Unless you have a way of doing it cheap at home, you need to find someone who prints postcards. I needed the right balance of cheap and quality, and ended up using Vistaprint. They had a discount on postcards at the time, so they won’t always be the cheapest, but it cost me $28 for 100 cards with one discount, $35 for another 100 with a different discount. I’ve also had great results printing business cards at 123print.
Here’s how the postcards look in reality.
These are color, two-sided postcards printed on recycled matte. I always prefer matte over gloss, but that’s just me. If you wanted to save on cost, you could print them one-sided, and include contact information with your cover. I just preferred the look of an unmarred cover on one side.
The mistake I made BOTH TI–sorry, both times I printed was that the backside was flipped. I wanted the postcard to be like a book, where you turned it over horizontally and it was still right-side up. Imagine flipping a book and the blurb is upside down. Different printing sites make it easier to avoid this mistake, but at Vistaprint I got it wrong twice. If you have any doubts at all, try and order samples or talk to someone directly at the company about what you need to do.
Print a sign-up sheet asking for the customer’s name, email, and whether they would like to opt into your email list. I charged a flat $5 to make it easier to give change, and I was able to accept credit or debit cards through my phone with PayPal. Square is another popular option for accepting cards.
If you’re as full of yourself as I am, you’ll want to to put your John Hancock on the cards if requested. I used a silver metallic Sharpie for this, since it showed up better than a regular Sharpie or my fountain pen.
I told anyone that bought the digital edition that I’d send it that evening. Sending the email right then would be even better, but I couldn’t think of a smooth way to do that with attachments from my phone. If someone has a solution other than forwarding an email (wouldn’t that look cluttered?), please comment below. I’ll post it here and give you credit.
Here’s the text of the email I sent. Feel free to modify it and use it as you see fit. Don’t forget to attach your epub and mobi files! I sent each message out individually and addressed to the recipient. If you decide to send them out in batches, for goodness sake, use BCC instead of CC so you aren’t giving away email addresses without consent.
Subject: Monsters All the Way Down eBook delievery
Thank you for purchasing the Monsters All the Way Down eBook.
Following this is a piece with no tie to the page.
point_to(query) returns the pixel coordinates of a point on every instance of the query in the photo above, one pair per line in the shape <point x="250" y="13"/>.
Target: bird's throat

Attached to this email are two different files, an .epub and a .mobi. The .mobi is intended for Amazon Kindle devices, while the .epub should work on other ereader devices.
These files are DRM-free, meaning you can read them on as many devices as you desire.
The process to add the file to your device is quite simple. Below are links explaining various methods.
You have two options to add the .mobi file to your Kindle:
How to transfer files to your Kindle by USB
How to email files to your Kindle
To read an .epub file in iBooks on an iPad or iPhone:
How To Open EPub Files Directly In iBooks
There are many options for reading an eBook on an Android device. One option is listed below:
Upload PDF and EPUB files to Google Books on Android
There are numerous other ereaders on the market. If yours is not included above, please consult the manufacturer’s website or the device documentation.
Thank you again for supporting Monsters All the Way Down. If you have any problem accessing the book files on your device, please contact me. I’d be happy to help you enjoy my book.
(Place fancy email signature here)
I also sold the eBooks through my site using a PayPal link. Since Monsters All the Way Down is now in the Kindle Select program, I’m only selling eBooks through Amazon. But I think the postcard method worked well when I needed it.